Lights used to decorate city businesses or illuminate billboards will have to be shut off by midnight so astronomers at two observatories here can have a better view of the skies, the San Diego City Council decided Monday.
By a vote of 7 to 1, the council approved an ordinance regulating private lighting that will make San Diego businesses go dark--except for security lighting--and will require the installation of yellow low-pressure sodium lights in or along any future parking lots, private drives or sidewalks for new businesses, apartments or condominiums. The measure does not apply to single-family homes.
The ordinance, similar to a county ordinance passed in December, 1984, was approved at the urging of scientists from the Palomar and Mt. Laguna observatories, who say their view of the universe will be imperiled by growing “light pollution” from San Diego’s urban growth.
Their campaign for the private lighting ordinance met with only a gurgle of resistance Monday, in stark contrast to the public outcry raised during the astronomers’ successful drive to persuade the city in February, 1984, to convert its white high-pressure sodium lights to the yellowish low-pressure sodium lamp. On several occasions during the earlier drive, angry residents crammed the council chambers and argued against the use of the yellow lights, termed “bug” lights by their detractors.
Despite the victory for scientists, the light ordinance remains voluntary because the City Council decided not to allocate the $80,000 needed to pay inspectors to make sure businesses and landlords comply with the new rules. And because the ordinance exempts lighting for security, Mayor Roger Hedgecock, who cast the lone no vote, predicted that the loophole would translate into a sizable number of exceptions.

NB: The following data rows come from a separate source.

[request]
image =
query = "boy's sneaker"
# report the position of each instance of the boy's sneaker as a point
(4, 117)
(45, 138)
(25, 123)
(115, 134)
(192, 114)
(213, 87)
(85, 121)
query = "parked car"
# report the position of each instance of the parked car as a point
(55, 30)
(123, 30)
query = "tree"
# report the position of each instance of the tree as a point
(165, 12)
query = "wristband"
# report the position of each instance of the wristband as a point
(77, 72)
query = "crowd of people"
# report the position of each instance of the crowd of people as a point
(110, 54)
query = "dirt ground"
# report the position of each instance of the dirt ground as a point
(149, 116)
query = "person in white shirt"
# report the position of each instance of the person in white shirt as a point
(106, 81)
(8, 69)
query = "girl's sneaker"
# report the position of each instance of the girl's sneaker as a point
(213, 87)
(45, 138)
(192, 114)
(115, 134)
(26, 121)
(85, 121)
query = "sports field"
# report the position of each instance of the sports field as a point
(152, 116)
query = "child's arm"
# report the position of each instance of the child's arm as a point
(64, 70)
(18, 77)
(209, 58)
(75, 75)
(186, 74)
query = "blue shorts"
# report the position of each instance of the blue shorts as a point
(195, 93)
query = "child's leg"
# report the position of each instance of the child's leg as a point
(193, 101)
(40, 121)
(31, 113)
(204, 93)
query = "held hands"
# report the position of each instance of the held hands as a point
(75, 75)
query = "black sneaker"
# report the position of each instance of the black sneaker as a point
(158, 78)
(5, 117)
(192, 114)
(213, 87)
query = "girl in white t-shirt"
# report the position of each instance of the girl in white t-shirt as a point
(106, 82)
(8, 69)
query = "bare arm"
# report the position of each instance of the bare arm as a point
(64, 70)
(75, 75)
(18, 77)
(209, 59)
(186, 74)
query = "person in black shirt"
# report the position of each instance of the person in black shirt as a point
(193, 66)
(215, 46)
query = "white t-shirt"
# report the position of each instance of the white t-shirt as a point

“It’s a little bit of a PR move because we know we’re not going to enforce this ordinance,” Hedgecock said. The mayor said his vote was not anti-science but “pro-common sense” because bright lights illuminating businesses or in parking lots are “there for a reason. People like light because they can see things.”
City Atty. John Witt also warned the council that the measure may open the city to lawsuits from the billboard industry, which could sue to recover money as compensation for shutting off its signs at midnight. But two billboard representatives present Monday shook their heads when asked by one council member if they intended to wage a legal fight against the ordinance.
The new measure requires that all decorative outdoor lighting for businesses and multifamily buildings be shut off at 11 p.m. Billboard lighting is supposed to be shut off by midnight. Businesses that remain open after the curfew hour may keep their lights and signs in operation.
The only major exception is for lighting needed for safety reasons.